Wdrażanie sztucznej inteligencji to idée fixe Gawkowskiego. Kiedy wchodził do rządu, zapowiedział powołanie funduszu, z którego można by wspierać podmioty rozwijające AI. Co prawda pieniędzy w przyjętym przez parlament budżecie nie widać, ale Gawkowski chce o nie powalczyć jeszcze w ramach najbliższych nowelizacji. Z błogosławieństwem ministerstwa finansów.

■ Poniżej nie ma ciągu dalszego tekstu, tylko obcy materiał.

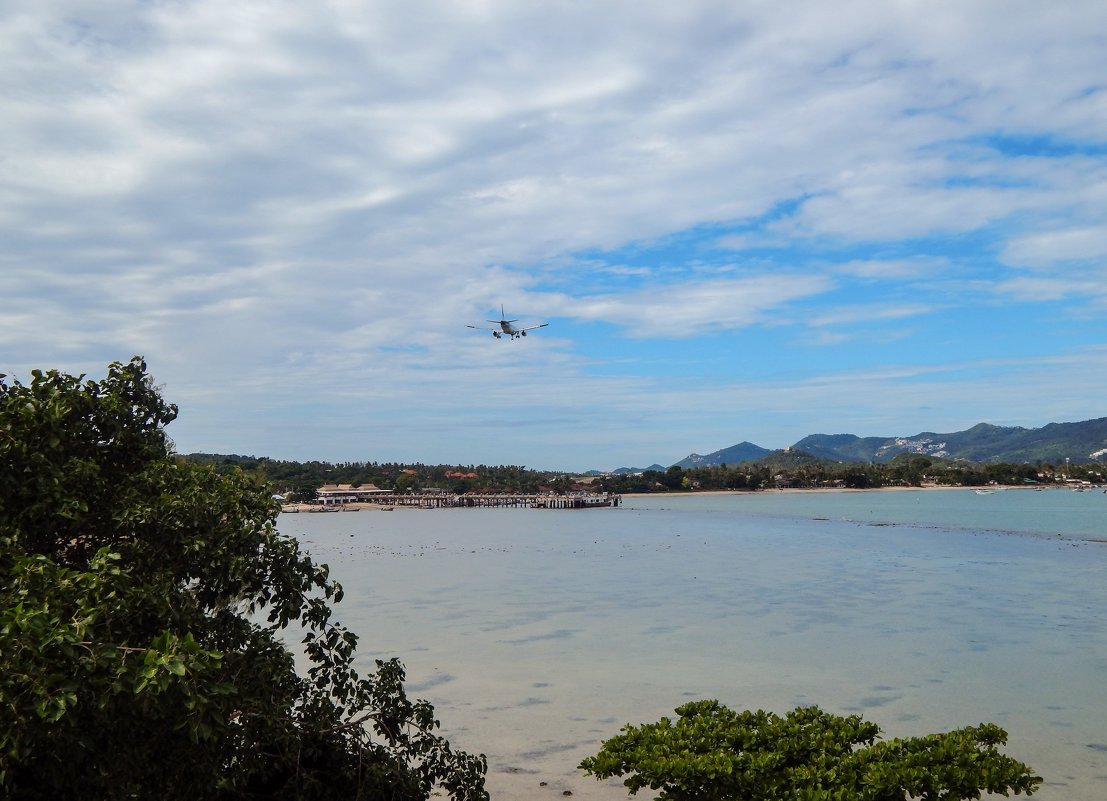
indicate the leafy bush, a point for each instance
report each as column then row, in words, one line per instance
column 142, row 604
column 713, row 753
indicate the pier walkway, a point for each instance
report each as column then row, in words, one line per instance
column 468, row 501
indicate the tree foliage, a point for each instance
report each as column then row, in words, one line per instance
column 143, row 601
column 713, row 753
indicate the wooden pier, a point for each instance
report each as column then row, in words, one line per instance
column 525, row 501
column 444, row 500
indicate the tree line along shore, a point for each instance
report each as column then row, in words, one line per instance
column 299, row 481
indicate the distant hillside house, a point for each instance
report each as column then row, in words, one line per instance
column 335, row 493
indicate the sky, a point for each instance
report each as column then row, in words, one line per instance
column 743, row 221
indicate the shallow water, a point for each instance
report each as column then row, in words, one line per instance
column 539, row 633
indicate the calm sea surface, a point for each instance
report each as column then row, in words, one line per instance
column 539, row 633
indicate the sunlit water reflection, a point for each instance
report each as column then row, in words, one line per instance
column 538, row 633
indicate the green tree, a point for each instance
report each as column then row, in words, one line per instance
column 713, row 753
column 143, row 601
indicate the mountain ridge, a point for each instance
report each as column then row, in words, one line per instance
column 1082, row 441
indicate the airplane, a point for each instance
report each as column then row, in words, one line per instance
column 505, row 326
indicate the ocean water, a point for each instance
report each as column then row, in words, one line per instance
column 539, row 633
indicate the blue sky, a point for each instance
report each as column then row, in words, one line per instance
column 743, row 221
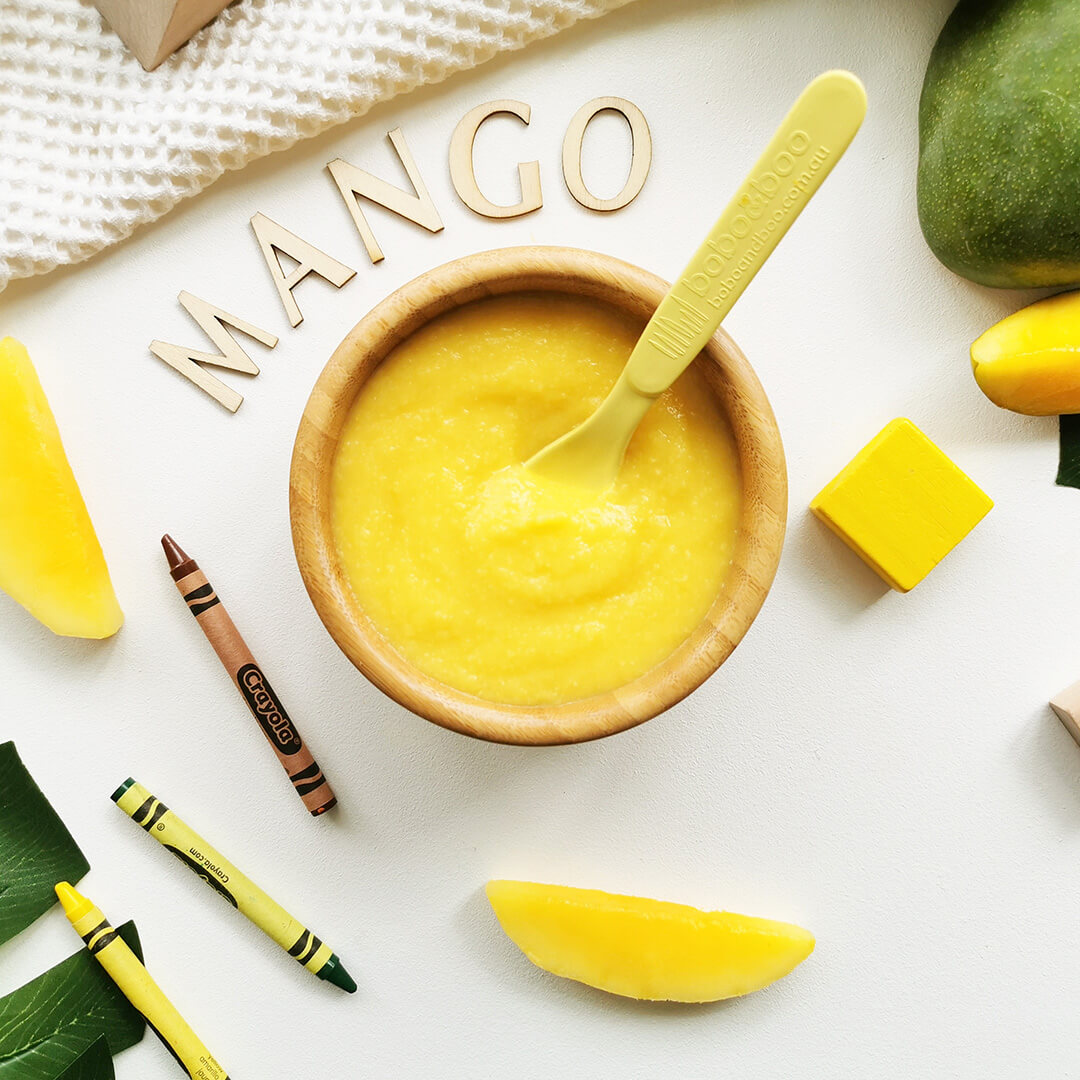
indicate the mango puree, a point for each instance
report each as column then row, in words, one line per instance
column 503, row 586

W zamyśle wicepremiera AI ma być odpowiedzią na problemy sektora publicznego. I właśnie to jest zadaniem dla nowego zespołu przy MC. Jego członkowie mają przygotować pakiet szybkich i efektywnych rozwiązań, które zaprzęgną technologię w rozwój kraju. Przyznają, że początkowo wytypowali 50 pomysłów na to, co można byłoby usprawnić dzięki AI. Po konsultacjach z przedstawicielami rządu pula zmalała do 10 projektów. Chodziło o to, by miały sens z punktu widzenia obywateli, były możliwe do wykonania finansowo i technologicznie oraz dawały efekty, które da się zmierzyć. Realizować je mają wykształceni w Polsce specjaliści, którzy zdobyli doświadczenie w międzynarodowych firmach technologicznych, pracując nad wdrożeniami sztucznej inteligencji.